Even as Tess’s mouth provided that glib reply, her brain was thinking about what really did make her cry. There was a certain expression on her greyhound’s face, a wisp of a seeming smile. The Bromo-Seltzer Tower, glowing blue in the night. Old television footage of Brooks Robinson being inducted into the Hall of Fame. And there was the matter of a young woman, beaten to death just last night, but Tess wasn’t hypocrite enough to admit that she felt anything but shock and dismay over that. The only thing that resonated was the violence of the death. A fatal beating took time – and not a little passion.
Besides, Flip was talking about cinematic tears. Okay. Then – little Dominic dying in Noodles’s arms in Once Upon a Time in America, but also Noodles coming back through the bus station door, thirty years of time summed up in a single shot. The Wild Bunch. The memory of a carrot-haired man who had loved The Wild Bunch, living – and dying – by the codes distilled from his beloved westerns. Had it really been just a little over a year ago? She reached for her knee. Maybe one day the scar wouldn’t be there. Maybe one day, it would all be a dream. Just like in the movies.
“Strictly Ballroom,” Tess admitted. “When the music goes out, and the father starts to clap, and they show they can do the paso doble without any music at all…”
Her eyes started to mist, making her seem truthful, but she was still thinking of that carrot-haired man, dying on the cold cement of a parking lot, leaving her to fight for her own life – and avenge his.
“You haven’t shot down my central point. Anything sounds ludicrous when boiled down to the pitch. But it’s all in the execution. Why do you think Hollywood produces so much crap?”
“Because there’s seldom any economic penalty?”
“No. Well, yes. I mean, no. People’s careers do suffer from doing critically disdained work-”
“If it’s also commercially inert.”
“The point,” Flip said irritably, as if unused to being interrupted, and he probably was. “The point is that the writing, the performances, the visuals – those will combine to make this show something really special. That’s why we’re starting small, on a C-list cable network with only eight episodes. People forget, but there was a time when getting a series on HBO was considered second-rate. The Sopranos was pitched to the networks first, and they all passed. By the way, has anyone ever proposed adapting your life story?”

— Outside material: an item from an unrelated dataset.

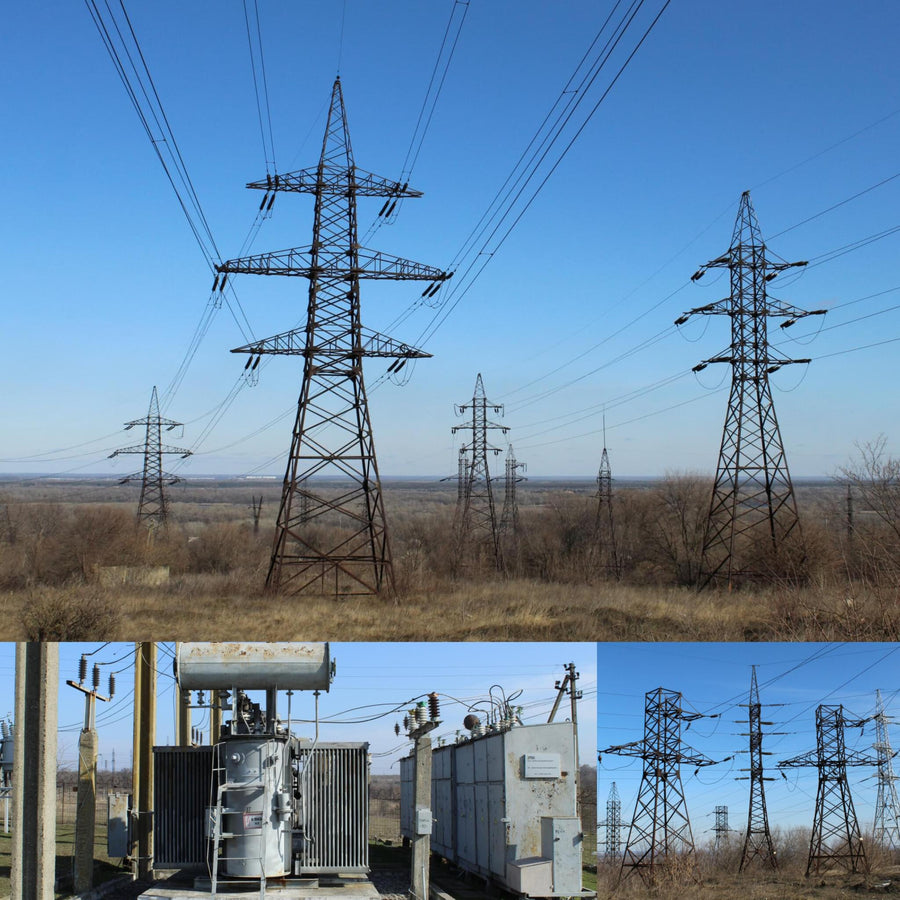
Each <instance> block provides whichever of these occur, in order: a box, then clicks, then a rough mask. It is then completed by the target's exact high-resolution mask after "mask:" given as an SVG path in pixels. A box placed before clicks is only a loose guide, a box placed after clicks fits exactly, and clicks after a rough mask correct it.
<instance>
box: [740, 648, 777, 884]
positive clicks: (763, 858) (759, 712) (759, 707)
mask: <svg viewBox="0 0 900 900" xmlns="http://www.w3.org/2000/svg"><path fill="white" fill-rule="evenodd" d="M752 671H753V674H752V676H751V678H750V702H749V703H746V704H743V703H742V704H741V706H746V707H747V713H748V719H749V725H750V730H749V731H748V732H746V733H745V734H744V736H745V737H749V739H750V767H749V768H748V769H742V770H741V771H742V772H749V773H750V774H749V775H745V776H741V777H740V778H738V779H737V780H738V781H745V780H749V781H750V809H749V811H748V812H747V831H746V834H745V835H744V849H743V851H742V853H741V864H740V865H739V866H738V872H743V871H744V869H745V868H746V867H747V866H749V865H750V864H751V863H752V862H753V861H754V860H757V859H758V860H761V861H762V863H763V864H764V865H767V866H771V868H772V869H777V868H778V857H777V855H776V853H775V847H774V845H773V844H772V834H771V832H770V831H769V814H768V812H767V810H766V791H765V782H767V781H774V779H773V778H767V777H766V776H765V775H763V757H764V756H769V755H771V754H770V753H769V752H768V751H766V750H763V748H762V739H763V731H762V726H763V725H772V724H773V723H772V722H764V721H763V719H762V704H761V703H760V702H759V686H758V685H757V683H756V666H753V670H752ZM776 733H777V732H776Z"/></svg>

Food arrived – a house salad for Flip, a much heartier steak salad for Tess – and she was spared answering right away. “Last year – I was involved in a case of some notoriety, and some producers circled for a while.”

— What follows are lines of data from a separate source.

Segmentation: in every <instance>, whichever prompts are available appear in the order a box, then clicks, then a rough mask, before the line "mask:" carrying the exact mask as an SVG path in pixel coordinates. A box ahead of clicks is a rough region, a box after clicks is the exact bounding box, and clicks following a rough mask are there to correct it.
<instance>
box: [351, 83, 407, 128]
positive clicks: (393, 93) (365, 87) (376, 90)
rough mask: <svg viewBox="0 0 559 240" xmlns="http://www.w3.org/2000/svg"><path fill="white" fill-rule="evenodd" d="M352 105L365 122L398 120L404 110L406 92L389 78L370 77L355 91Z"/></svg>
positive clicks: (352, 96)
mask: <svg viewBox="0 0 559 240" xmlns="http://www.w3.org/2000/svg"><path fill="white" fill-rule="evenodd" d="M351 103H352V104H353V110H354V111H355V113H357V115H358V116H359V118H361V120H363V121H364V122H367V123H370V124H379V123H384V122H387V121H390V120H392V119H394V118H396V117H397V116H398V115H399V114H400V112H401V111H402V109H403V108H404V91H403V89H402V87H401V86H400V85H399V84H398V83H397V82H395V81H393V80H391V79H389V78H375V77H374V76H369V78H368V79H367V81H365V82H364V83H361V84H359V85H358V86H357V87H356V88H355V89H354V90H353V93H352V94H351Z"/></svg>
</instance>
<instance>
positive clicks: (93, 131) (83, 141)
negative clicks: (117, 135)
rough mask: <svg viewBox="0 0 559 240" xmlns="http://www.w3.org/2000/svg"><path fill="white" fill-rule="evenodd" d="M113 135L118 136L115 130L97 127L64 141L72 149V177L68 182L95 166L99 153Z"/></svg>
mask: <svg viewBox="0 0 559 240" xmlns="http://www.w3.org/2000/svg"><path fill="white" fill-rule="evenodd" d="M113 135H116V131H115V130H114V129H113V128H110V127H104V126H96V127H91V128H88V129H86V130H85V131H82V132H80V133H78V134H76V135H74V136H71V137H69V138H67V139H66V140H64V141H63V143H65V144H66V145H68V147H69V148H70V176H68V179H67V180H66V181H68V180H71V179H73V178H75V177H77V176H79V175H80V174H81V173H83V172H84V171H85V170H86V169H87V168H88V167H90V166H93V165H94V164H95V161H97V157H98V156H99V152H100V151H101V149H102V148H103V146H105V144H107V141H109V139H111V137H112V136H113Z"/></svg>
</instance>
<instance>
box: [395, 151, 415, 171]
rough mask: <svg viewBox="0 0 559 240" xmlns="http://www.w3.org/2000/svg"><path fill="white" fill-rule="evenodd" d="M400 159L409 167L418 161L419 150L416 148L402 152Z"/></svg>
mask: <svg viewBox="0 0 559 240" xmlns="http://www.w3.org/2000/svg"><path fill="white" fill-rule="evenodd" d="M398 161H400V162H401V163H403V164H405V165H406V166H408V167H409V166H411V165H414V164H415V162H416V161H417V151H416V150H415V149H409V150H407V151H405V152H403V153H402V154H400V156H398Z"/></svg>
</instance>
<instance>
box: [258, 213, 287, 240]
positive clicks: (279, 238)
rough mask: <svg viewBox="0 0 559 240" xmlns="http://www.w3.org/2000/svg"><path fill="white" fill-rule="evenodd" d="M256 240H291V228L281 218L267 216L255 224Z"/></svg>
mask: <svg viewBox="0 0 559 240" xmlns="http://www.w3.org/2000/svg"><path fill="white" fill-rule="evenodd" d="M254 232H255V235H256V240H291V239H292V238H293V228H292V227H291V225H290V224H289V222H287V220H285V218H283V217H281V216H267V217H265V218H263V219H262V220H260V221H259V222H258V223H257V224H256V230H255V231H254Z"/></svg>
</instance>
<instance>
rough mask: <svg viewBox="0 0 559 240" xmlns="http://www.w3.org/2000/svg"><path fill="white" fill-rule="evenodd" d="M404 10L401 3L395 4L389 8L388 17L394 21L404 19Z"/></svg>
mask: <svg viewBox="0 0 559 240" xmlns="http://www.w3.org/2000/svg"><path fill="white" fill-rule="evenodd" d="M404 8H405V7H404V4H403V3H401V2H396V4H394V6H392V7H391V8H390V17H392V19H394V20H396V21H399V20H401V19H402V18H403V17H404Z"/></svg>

“You make them sound like vultures.”
Tess forked up a mouthful of steak and greens that required much judicious chewing.
“They were just doing their job,” he persisted. “Look, you go to the movies. You read newspapers and magazines, right? Well, the material has to come from somewhere.”

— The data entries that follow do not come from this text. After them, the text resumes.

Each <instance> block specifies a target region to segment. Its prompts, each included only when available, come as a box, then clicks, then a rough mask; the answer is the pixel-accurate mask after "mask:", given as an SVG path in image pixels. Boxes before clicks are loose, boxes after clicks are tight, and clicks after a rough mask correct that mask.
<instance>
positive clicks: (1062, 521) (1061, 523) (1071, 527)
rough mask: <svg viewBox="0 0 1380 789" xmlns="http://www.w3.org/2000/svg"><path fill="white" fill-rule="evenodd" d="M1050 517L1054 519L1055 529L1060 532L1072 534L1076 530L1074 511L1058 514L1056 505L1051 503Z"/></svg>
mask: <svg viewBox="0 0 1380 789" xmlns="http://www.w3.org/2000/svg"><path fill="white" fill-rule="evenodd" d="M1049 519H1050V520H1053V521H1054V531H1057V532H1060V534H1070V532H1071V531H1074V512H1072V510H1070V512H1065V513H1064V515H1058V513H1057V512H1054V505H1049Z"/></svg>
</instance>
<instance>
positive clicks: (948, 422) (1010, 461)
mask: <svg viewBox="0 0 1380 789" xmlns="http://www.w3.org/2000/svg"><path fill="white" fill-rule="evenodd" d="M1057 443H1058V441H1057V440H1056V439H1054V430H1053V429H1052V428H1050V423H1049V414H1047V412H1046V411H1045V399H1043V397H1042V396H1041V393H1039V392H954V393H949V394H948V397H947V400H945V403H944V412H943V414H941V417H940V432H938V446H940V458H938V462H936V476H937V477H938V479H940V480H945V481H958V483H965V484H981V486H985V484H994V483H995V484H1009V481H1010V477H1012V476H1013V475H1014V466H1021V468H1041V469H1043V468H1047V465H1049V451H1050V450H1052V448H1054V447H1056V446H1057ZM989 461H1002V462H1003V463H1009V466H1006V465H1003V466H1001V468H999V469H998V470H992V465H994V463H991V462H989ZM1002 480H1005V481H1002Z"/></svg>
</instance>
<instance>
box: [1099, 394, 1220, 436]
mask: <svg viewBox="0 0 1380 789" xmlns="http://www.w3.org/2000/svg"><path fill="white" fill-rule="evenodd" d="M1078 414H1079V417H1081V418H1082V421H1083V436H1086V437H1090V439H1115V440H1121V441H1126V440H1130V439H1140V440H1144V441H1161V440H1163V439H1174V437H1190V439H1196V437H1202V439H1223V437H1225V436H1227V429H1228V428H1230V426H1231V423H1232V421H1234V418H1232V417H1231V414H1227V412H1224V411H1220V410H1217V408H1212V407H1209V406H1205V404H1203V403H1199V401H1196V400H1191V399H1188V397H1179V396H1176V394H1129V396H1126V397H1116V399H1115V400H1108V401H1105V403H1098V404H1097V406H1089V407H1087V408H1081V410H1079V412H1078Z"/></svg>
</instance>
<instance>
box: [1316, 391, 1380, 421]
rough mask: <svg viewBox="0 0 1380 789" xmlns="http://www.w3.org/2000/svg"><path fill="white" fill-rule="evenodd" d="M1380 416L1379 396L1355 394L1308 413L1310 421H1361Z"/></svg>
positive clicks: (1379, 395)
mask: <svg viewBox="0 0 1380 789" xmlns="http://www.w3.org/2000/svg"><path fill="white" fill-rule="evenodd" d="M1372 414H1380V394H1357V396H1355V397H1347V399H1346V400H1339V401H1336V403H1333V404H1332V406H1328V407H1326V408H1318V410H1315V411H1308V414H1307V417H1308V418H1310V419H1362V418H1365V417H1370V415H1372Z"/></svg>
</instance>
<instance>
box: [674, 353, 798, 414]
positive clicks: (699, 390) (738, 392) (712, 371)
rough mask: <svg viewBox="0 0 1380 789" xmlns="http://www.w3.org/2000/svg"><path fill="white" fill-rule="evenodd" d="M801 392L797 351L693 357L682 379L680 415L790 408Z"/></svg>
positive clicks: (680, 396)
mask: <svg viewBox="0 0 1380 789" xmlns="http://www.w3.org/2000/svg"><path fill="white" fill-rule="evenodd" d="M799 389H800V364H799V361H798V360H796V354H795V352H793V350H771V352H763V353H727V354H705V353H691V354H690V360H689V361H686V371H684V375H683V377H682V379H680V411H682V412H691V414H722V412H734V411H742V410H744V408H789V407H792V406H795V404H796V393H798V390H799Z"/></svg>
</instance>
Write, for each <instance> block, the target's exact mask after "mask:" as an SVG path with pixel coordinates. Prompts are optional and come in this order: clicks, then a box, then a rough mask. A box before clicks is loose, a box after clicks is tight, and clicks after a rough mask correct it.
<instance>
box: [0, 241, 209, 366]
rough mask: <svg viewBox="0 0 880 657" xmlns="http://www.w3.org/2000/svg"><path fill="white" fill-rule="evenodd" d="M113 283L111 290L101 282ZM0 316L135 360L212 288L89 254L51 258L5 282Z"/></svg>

“A friend of mine was killed in front of me. I killed a man. I never thought of it as material. A woman you know was killed in your office last night. Are you going to make a miniseries about that?”
Flip blushed, and she warmed to him. She knew he was pure Hollywood, bred and buttered, as the old Baltimore saying went. Flip’s father was the one who had the claim to Charm City normalcy, a claim he had pretty much squandered years ago. But Flip did seem relatively down-to-earth.
“How-”
“Shot him.” Over and over again, until the clip was empty. Shot him, but only after gaining advantage by almost gouging his eye out with scissors. She withheld these details as a courtesy.